Des semaines s'écoulèrent, et l'estomac se décida à fonctionner;
à certains instants, des nausées revenaient encore, que la
bière de gingembre et la potion antiémétique de Rivière arrivaient
pourtant à réduire.
Enfin, peu à peu, les organes se restaurèrent; aidées par les
pepsines, les véritables viandes furent digérées; les forces se
rétablirent et des Esseintes put se tenir debout dans sa chambre
et s'essayer à marcher, en s'appuyant sur une canne et en se
soutenant aux coins des meubles; au lieu de se réjouir de ce
succès, il oublia ses souffrances défuntes, s'irrita de la longueur
de la convalescence, et reprocha au médecin de le traîner ainsi
à petits pas. Des essais infructueux ralentirent, il est vrai, la
cure; pas mieux que le quinquina, le fer, même mitigé par le
laudanum, n'était accepté et l'on dut les remplacer par les arséniates,
après quinze jours perdus en d'inutiles efforts, comme
le constatait impatiemment des Esseintes.

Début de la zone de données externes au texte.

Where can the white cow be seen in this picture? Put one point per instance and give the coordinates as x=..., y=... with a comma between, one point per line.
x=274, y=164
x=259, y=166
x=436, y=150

Enfin, le moment échut où il put demeurer levé pendant des
après-midi entières et se promener, sans aide, parmi ses pièces.
Alors son cabinet de travail l'agaça; des défauts auxquels
l'habitude l'avait accoutumé lui sautèrent aux yeux, dès qu'il
y revint après une longue absence. Les couleurs choisies pour
être vues aux lumières des lampes lui parurent se désaccorder
aux lueurs du jour; il pensa à les changer et combina pendant
des heures de factieuses harmonies de teintes, d'hybrides accouplements
d'étoffes et de cuirs.
—Décidément, je m'achemine vers la santé, se dit-il, relatant
le retour de ses anciennes préoccupations, de ses vieux
attraits.
Un matin, tandis qu'il contemplait ses murs orange et bleu,
songeant à d'idéales tentures fabriquées avec des étoles de
l'Église grecque, rêvant à des dalmatiques russes d'orfroi, à des
chapes en brocart, ramagées de lettres slavones figurées par des
pierres de l'Oural et des rangs de perles, le médecin entra et,
observant les regards de son malade, l'interrogea.
Des Esseintes lui fit part de ses irréalisables souhaits, et il
commençait à manigancer de nouvelles investigations de couleurs,
à parler des concubinages et des ruptures de tons qu'il
ménagerait, quand le médecin lui asséna, une douche glacée
sur la tête, en lui affirmant, d'une façon péremptoire, que ce
ne serait pas, en tout cas, dans ce logis qu'il mettrait à exécution
ses projets.
Et, sans lui laisser le temps de respirer, il déclara qu'il était
allé au plus pressé en rétablissant les fonctions digestives et
qu'il fallait maintenant attaquer la névrose qui n'était nullement
guérie et nécessiterait des années de régime et de soins.
Il ajouta enfin qu'avant de tenter tout remède, avant de commencer
tout traitement hydrothérapique, impossible d'ailleurs
à suivre à Fontenay, il fallait quitter cette solitude, revenir à
Paris, rentrer dans la vie commune, tâcher enfin de se distraire
comme les autres.
—Mais, ça ne me distrait pas, moi, les plaisirs des autres,
s'écria des Esseintes indigné!
Sans discuter cette opinion, le médecin assura simplement
que ce changement radical d'existence qu'il exigeait était, à ses
yeux, une question de vie ou de mort, une question de santé ou
de folie compliquée à brève échéance de tubercules.
—Alors c'est la mort ou l'envoi au bagne! s'exclama des
Esseintes exaspéré.
Le médecin, qui était imbu de tous les préjugés d'un homme
du monde, sourit et gagna la porte sans lui répondre.